PeterStuer|1 year ago
soulofmischief|1 year ago
This manifold is constructed via learning a decontextualized pattern space on a given set of inputs. Given the inherent probabilistic nature of sampling, true reasoning is expressed in terms of probabilities, not axioms. It may be possible to discover axioms by locating fixed points or attractors on the manifold, but ultimately you're looking at a probabilistic manifold constructed from your input set.
But I don't think you can untie this "reasoning" from your input data. It's possible you will find "meta-reasoning", or similar structures found in any sufficiently advanced reasoning manifold, but these highly decontextualized structures might be entirely useless without proper recontextualization, necessitating that a reasoning manifold is trained on input whose patterns follow learnable underlying rules, if the manifold is to be useful for processing input of that kind.
Decontextualization is learning, decomposing aspects of an input into context-agnostic relationships. But recontextualization is the other half of that, knowing how to take highly abstract, sometimes inexpressible, context-agnostic relationships and transform them into useful analysis in novel domains.
This doesn't mean a well-trained model can't reason about input it hasn't encountered before, just that the input needs to be in some way causally connected to the same laws which governed the input the manifold was trained on.

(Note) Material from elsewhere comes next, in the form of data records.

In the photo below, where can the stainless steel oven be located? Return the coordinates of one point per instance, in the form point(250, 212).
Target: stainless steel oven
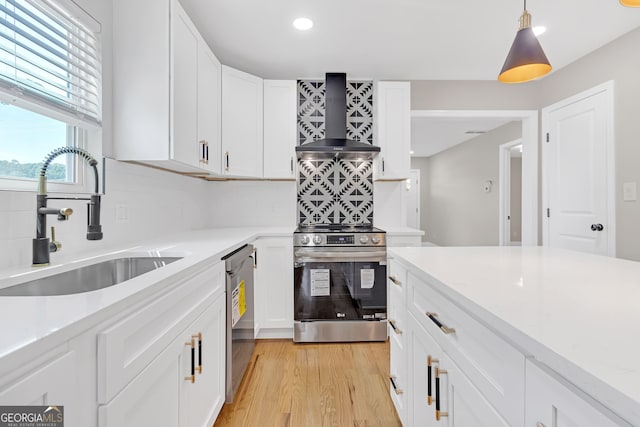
point(340, 285)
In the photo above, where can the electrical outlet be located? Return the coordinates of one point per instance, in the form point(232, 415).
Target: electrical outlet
point(629, 192)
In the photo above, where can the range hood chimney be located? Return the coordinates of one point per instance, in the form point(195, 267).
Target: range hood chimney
point(335, 142)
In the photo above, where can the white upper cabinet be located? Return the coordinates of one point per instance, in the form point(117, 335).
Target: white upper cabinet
point(209, 109)
point(166, 89)
point(394, 130)
point(242, 120)
point(280, 128)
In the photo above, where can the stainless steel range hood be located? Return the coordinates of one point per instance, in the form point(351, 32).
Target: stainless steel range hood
point(335, 143)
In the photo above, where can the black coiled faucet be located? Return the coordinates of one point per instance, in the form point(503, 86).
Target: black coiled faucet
point(42, 245)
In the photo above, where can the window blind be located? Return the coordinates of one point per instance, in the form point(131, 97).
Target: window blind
point(49, 57)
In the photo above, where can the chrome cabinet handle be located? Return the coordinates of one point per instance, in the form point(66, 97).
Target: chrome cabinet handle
point(397, 390)
point(431, 361)
point(443, 328)
point(199, 337)
point(192, 377)
point(395, 327)
point(395, 281)
point(439, 414)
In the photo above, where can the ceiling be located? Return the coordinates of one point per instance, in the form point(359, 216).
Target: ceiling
point(399, 39)
point(402, 40)
point(431, 135)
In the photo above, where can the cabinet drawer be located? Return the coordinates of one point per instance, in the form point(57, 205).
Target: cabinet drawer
point(398, 378)
point(493, 366)
point(127, 347)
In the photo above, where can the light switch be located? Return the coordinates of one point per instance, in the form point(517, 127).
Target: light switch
point(629, 191)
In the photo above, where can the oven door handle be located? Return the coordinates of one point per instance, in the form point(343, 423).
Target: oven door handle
point(307, 256)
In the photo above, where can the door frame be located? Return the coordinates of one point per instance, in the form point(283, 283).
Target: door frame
point(529, 120)
point(505, 191)
point(608, 89)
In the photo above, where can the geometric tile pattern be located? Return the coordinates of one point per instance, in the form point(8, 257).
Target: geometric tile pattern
point(335, 191)
point(311, 96)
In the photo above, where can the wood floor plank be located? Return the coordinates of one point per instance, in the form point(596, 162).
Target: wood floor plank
point(309, 385)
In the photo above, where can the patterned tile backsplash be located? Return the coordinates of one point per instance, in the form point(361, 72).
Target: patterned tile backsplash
point(335, 191)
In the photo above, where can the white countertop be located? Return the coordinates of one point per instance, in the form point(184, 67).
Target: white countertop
point(31, 325)
point(575, 312)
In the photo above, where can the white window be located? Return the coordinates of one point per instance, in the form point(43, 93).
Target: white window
point(50, 88)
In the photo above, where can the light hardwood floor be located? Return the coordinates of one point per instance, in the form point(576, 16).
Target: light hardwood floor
point(309, 385)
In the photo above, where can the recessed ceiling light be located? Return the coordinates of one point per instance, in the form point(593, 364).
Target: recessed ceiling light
point(303, 24)
point(539, 30)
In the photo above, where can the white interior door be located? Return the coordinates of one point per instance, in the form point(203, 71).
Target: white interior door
point(413, 199)
point(578, 179)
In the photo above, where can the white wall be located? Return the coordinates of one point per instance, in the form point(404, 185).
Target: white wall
point(618, 61)
point(516, 199)
point(252, 203)
point(389, 204)
point(460, 212)
point(156, 203)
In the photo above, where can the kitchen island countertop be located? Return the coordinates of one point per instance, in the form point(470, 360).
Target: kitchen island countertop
point(577, 313)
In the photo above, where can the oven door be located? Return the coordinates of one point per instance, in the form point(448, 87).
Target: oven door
point(339, 284)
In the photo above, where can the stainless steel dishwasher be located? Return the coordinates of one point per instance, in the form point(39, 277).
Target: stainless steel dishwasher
point(239, 266)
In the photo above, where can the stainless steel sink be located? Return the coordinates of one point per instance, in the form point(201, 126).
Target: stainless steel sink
point(89, 278)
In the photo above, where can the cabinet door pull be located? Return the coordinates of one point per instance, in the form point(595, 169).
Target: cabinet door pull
point(395, 281)
point(397, 390)
point(255, 258)
point(443, 328)
point(199, 337)
point(192, 377)
point(430, 362)
point(439, 414)
point(395, 327)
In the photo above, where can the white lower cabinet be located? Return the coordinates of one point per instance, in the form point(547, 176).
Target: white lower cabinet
point(49, 383)
point(152, 398)
point(424, 355)
point(466, 405)
point(273, 290)
point(164, 364)
point(202, 400)
point(550, 403)
point(165, 393)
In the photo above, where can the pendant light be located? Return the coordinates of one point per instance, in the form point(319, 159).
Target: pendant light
point(526, 59)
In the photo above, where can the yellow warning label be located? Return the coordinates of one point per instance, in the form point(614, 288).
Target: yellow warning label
point(242, 303)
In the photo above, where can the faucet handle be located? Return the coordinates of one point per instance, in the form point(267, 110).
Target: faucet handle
point(63, 214)
point(54, 245)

I'm sure we could create a fully generalized reasoning manifold which could handle anything, but I don't see how we possibly get that without first considering and encountering all possible inputs. But these inputs still have to have some form of constraint governed by laws that must be learned through sampling, otherwise you'd just be training on effectively random data.

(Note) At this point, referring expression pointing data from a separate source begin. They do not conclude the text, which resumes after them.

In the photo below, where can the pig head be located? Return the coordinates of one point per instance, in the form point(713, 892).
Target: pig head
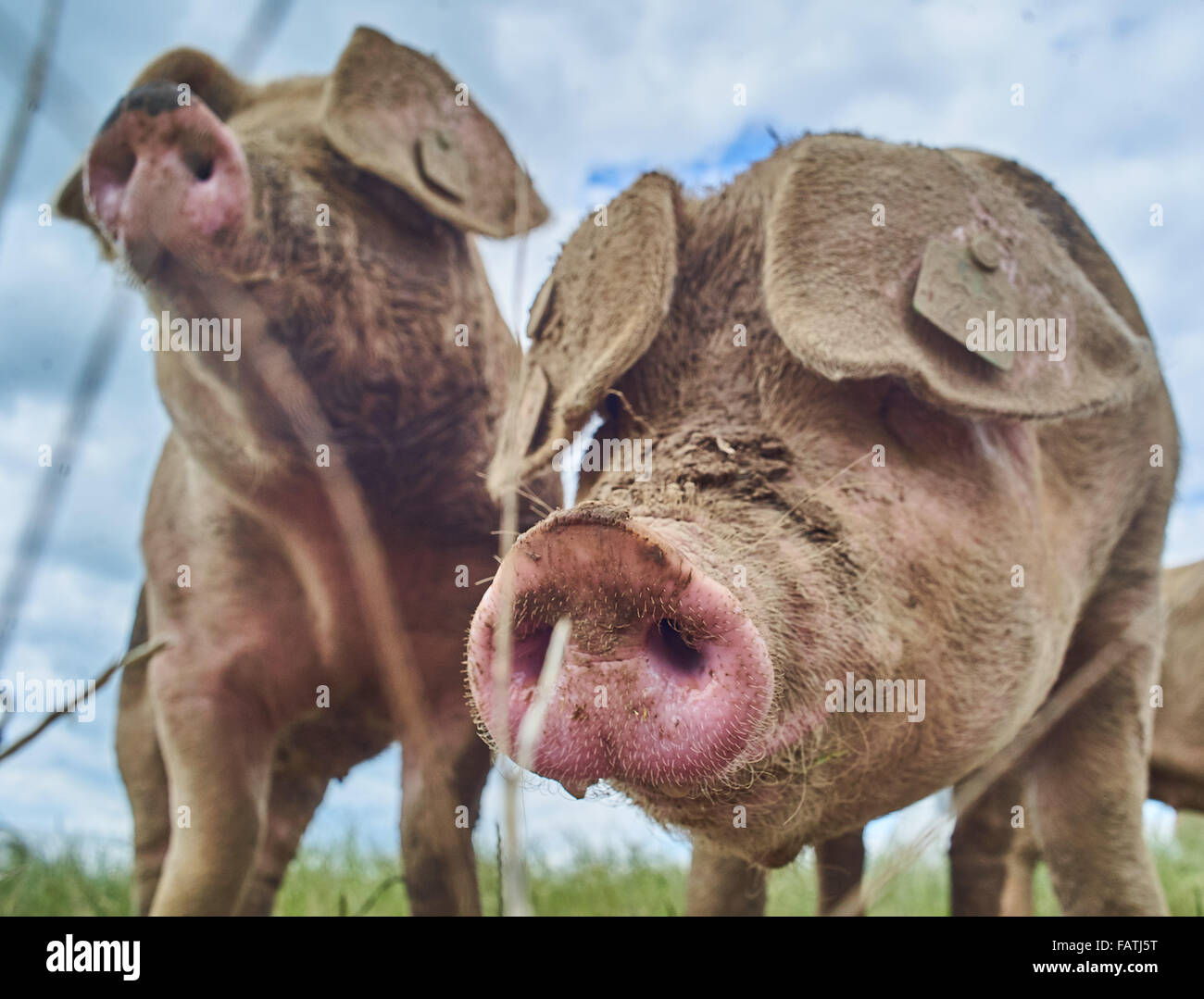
point(867, 548)
point(323, 227)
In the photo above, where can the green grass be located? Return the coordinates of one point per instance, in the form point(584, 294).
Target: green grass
point(348, 880)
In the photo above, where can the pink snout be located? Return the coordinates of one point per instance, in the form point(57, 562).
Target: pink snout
point(665, 679)
point(165, 177)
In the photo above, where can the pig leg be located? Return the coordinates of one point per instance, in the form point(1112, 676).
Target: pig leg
point(218, 750)
point(294, 798)
point(1018, 889)
point(441, 790)
point(1090, 773)
point(982, 846)
point(721, 885)
point(143, 771)
point(839, 863)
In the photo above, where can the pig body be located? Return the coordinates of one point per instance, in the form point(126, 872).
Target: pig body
point(838, 485)
point(992, 863)
point(330, 217)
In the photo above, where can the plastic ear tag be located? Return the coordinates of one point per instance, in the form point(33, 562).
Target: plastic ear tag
point(966, 293)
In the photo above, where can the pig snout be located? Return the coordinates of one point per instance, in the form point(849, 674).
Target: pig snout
point(665, 681)
point(164, 176)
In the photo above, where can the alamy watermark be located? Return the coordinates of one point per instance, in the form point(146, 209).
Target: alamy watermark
point(607, 456)
point(878, 696)
point(220, 336)
point(31, 694)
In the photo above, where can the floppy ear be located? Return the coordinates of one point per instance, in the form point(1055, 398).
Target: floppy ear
point(594, 318)
point(206, 77)
point(393, 112)
point(961, 239)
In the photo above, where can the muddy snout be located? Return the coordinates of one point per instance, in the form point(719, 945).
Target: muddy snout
point(665, 678)
point(165, 176)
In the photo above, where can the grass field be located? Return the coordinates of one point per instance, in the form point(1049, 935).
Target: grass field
point(348, 881)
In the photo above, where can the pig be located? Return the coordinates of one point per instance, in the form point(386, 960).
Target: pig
point(855, 478)
point(330, 220)
point(992, 863)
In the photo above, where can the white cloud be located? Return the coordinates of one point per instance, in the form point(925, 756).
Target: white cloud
point(1109, 116)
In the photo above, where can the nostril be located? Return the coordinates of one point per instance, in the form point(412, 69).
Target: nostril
point(201, 167)
point(530, 650)
point(671, 646)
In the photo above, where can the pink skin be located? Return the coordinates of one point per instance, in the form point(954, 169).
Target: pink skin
point(686, 678)
point(173, 181)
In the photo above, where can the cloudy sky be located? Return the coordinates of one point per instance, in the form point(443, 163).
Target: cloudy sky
point(589, 94)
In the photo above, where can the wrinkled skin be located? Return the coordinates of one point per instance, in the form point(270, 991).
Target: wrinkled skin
point(272, 684)
point(765, 553)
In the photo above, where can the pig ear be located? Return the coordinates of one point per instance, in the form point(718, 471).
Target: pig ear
point(594, 318)
point(69, 204)
point(880, 259)
point(205, 76)
point(396, 113)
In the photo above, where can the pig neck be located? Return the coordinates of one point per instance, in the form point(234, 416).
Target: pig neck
point(416, 443)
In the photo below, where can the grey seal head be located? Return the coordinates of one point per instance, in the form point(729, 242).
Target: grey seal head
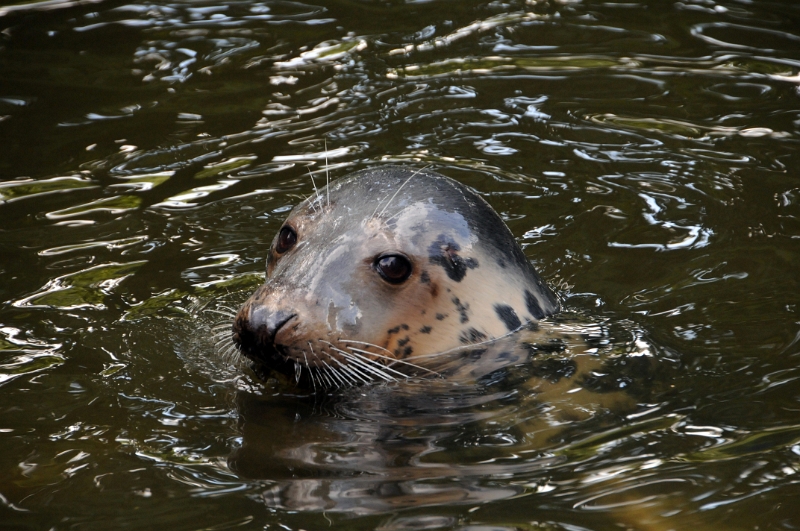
point(381, 271)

The other commenter who suggested simply generating all possible sentences and training on internal consistency should probably consider Gödel's incompleteness theorems, and that internal consistency isn't enough to accurately model and interpret the universe. One could construct a thought experiment about an isolated brain in a jar with effectively unlimited neuronal connections, but no sensory connection to the outside world. It's possible, with enough connections, that the likelihood of the brain conceiving of true events it hasn't actually encountered does increase meaningfully. But the brain still has nothing to validate against, and can't simply assume that because something is internally logically consistent, that it must exist or have existed.